Our Whatcom County big freeze of January 2024 was tough on landscape and garden plants.
An atmospheric river first drenched the soils. Temperatures were almost balmy, and many plants (and gardeners) let down their guard. Next came very cold temperatures and even colder winds. The upper layer of soil froze, followed by more wind and snow. Tender evergreen shrubs like California lilac and California bay laurel, at the limit of their hardiness range, died back. Hardy, overwintering vegetables like kale and leeks were blasted.
The cold hardiest vegetables (Winter Vegetable Production on Small Farms and Gardens West of the Cascades, p. 38) include corn salad and spinach. (And chickweed! an edible spring-tonic.) All are cold hardy to 0 degrees Fahrenheit (-18 degrees Celsius). When the snow had melted, as I cut back the gloppy remains of the normally extremely hardy leeks, I saw small corn salad plants, bright green against the thawed ground.
Amid variable weather events and ongoing climate change in the Pacific Northwest, we might expect another freezing event this winter. You can improve winter adaptation for the plants in your garden and prepare plants for winter cold with some tools and tips.
Right plant, right place, right mulch. For trees and ornamentals, adding a thick insulating layer of mulch, such as arborist wood chips, provides substrate for fine absorbing roots and insulates the organic layer and upper mineral soil. Frozen top soils might have been the ultimate death knell this year for my showy, 8-year-old California lilac (Ceanothus), which had made it through several years of past freezes protected not far from a south-facing wall.
Increases in global average surface temperature (roughly 2 degrees F or 1 degree C) contribute more energy to the overall climate, fueling bigger swings in moisture, storms, and temperatures. Northwest gardeners are having to pay careful attention when choosing, siting, and managing their home garden plants.
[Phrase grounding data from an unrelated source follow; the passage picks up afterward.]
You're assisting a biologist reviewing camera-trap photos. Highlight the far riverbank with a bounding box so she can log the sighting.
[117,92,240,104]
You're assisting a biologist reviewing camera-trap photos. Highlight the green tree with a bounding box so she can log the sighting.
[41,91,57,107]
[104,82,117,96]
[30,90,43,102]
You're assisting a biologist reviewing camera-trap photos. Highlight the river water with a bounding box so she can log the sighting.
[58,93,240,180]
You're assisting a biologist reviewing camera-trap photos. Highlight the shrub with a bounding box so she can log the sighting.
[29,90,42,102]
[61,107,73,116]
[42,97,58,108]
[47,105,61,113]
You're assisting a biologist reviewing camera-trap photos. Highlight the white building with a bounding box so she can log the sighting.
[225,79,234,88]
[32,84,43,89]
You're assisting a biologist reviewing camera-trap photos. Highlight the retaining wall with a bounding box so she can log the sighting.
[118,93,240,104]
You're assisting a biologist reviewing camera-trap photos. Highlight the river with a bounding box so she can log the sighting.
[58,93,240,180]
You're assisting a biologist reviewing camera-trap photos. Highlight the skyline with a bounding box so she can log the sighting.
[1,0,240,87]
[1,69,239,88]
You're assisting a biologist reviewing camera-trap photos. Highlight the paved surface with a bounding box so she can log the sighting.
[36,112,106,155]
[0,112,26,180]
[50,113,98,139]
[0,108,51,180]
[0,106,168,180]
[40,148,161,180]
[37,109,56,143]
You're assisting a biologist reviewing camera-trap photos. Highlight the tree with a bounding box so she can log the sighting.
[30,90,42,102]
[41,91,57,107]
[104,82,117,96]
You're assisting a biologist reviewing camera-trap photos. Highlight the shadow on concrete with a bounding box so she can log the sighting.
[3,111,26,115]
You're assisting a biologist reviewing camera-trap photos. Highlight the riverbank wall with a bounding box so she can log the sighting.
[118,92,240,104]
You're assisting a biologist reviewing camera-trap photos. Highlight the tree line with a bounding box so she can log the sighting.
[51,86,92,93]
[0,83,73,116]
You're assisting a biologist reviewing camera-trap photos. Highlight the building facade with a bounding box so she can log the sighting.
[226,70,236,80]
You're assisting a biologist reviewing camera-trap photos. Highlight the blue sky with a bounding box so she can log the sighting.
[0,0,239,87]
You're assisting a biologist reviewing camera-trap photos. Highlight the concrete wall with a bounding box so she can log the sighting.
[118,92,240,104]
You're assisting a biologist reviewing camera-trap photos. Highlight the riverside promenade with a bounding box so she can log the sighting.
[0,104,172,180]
USDA Hardiness Map Updated
The USDA recently updated the US plant hardiness zones (growing zones, planting zones) to reflect a changing climate. In Whatcom County, Bellingham and Ferndale’s zones warmed for the first time from zone 8a to zone 8b. Lynden’s plant hardiness zone remains unchanged at 8a. The temperature change cited by USDA is +2 degrees F from 2012 to 2023. The Sunset Western Garden Book is an example of a gardeners resource that uses these important measures.